The "worst movie ever made"? Not at all. In fact, Vincent Gallo's latest film is one of the truest songs of roadside America the movies have ever produced.

Sep 17, 2004 | At the end of "The Brown Bunny," my wife turned to me and said, "Next time we hear somebody say they've just seen the worst movie ever made, let's make a beeline for it, because chances are, it's going to be pretty good."

"The worst movie ever made" was the general consensus after the film was shown at last year's Cannes Film Festival (in a version about 30 minutes longer than the one now in release), not just from Roger Ebert, who got into a public spat with the movie's writer/producer/director/star Vincent Gallo (since patched up), but from most critics, and from the audience that hooted and booed its way through the Cannes screening.

At the press conference following the screening, and in the interviews he gave, Gallo (who also acted as director of photography and editor) had inflamed the already fierce reception with the combative obnoxiousness that's come to define his public persona.

After Cannes, there had been predictions that the movie would never open. To get the movie into theaters, Gallo had to put on even more hats, acting as pretty much his own booker and publicist. When "The Brown Bunny" finally did open a few weeks back, the surprise is that many of the reviews were very appreciative.

"The Brown Bunny"

Written and directed by Vincent Gallo

Starring Vincent Gallo, Chloe Sevigny

I still dragged my feet going to see it, not just because of Gallo's public behavior, but because that same hostility was all over his first film as director, "Buffalo 66." That picture felt like an art-house put-on, with the audience as the butt of the joke. Shortly after Ben Gazzara, as Gallo's father, strangled a puppy, I walked out.

So none of the good reviews for "The Brown Bunny" surprised me as much as my own reaction. Gallo's second feature turns out to be a gentle, lyrical road movie -- the sort of picture American indie cinema was supposed to nurture and support.

It's easy to see what annoys people about "The Brown Bunny." Gallo stubbornly sticks to his own sense of pacing. There is a story, as well as dramatic conflict, but Gallo refuses to push either. The movie is shot in a consciously muted naturalistic style that can easily be mistaken for meandering. For most of it, we're watching, with Gallo, through the smeared or rain-streaked windshield of his black van as he drives cross-country from New Hampshire to Los Angeles. Or looking at Gallo's sharp-nosed, unshaven profile, held in close-up to convey the masked turmoil in his character's solitude.

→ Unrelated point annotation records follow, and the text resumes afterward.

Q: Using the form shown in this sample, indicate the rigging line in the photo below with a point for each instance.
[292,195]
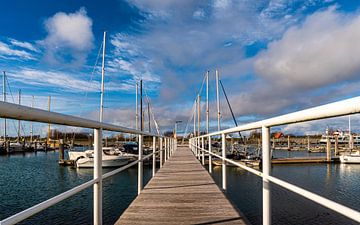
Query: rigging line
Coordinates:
[187,123]
[152,112]
[231,111]
[91,77]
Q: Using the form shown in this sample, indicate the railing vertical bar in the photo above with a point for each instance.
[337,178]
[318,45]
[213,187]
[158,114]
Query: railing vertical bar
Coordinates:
[140,168]
[266,165]
[223,146]
[98,175]
[210,157]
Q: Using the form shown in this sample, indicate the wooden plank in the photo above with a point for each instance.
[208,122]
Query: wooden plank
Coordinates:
[182,192]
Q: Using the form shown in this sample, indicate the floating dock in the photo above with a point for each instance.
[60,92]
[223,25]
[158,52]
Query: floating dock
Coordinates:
[182,192]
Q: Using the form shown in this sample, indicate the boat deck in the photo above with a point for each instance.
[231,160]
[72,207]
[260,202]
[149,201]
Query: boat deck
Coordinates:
[182,192]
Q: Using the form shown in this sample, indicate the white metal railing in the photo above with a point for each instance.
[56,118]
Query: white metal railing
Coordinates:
[13,111]
[340,108]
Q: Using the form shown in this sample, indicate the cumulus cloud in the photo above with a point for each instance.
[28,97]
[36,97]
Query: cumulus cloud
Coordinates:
[24,45]
[69,38]
[7,51]
[321,51]
[63,81]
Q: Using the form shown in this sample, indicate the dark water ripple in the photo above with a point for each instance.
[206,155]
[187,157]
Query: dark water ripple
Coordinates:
[26,180]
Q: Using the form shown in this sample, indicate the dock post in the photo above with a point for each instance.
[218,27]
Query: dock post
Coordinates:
[223,146]
[98,176]
[161,152]
[140,169]
[165,148]
[154,155]
[210,157]
[203,152]
[266,164]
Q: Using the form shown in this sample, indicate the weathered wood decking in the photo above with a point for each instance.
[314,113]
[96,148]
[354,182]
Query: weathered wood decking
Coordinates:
[182,192]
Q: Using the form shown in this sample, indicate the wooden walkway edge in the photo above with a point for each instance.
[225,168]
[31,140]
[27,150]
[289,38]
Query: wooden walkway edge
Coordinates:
[182,192]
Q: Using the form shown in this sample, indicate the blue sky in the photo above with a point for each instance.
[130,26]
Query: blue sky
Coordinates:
[274,56]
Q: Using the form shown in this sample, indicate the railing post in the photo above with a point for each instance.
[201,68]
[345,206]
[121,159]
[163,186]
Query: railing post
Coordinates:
[98,175]
[203,152]
[161,152]
[140,169]
[154,155]
[266,165]
[223,146]
[210,157]
[165,148]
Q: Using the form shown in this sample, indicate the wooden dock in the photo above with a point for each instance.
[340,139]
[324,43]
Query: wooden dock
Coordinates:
[182,192]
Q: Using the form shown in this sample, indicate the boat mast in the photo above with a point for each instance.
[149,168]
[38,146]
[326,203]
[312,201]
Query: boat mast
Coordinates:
[102,80]
[218,98]
[207,102]
[136,107]
[4,100]
[141,110]
[19,121]
[31,124]
[49,130]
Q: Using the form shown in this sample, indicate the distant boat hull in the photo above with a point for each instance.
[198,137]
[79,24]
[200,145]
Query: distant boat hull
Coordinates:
[354,159]
[114,162]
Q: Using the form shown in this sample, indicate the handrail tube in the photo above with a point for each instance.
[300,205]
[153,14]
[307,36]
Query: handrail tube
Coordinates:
[340,108]
[20,112]
[341,209]
[251,170]
[46,204]
[344,210]
[54,200]
[111,173]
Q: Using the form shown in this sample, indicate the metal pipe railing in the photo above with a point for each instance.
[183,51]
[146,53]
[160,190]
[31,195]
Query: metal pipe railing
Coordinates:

Even when other characters enter the movie, the dialogue is sparse, the interaction subdued, tentative.

Gallo plays Bud Clay, a motorcycle racer who loses a meet in New Hampshire and sets out for his next competition in California. Variety is provided by the women Bud meets along the way: a teenage gas-station cashier (Anna Vareschi), a middle-aged woman at a truck stop (Cheryl Tiegs), a young street hooker (Elizabeth Blake) in Las Vegas -- all three of them drawn to him.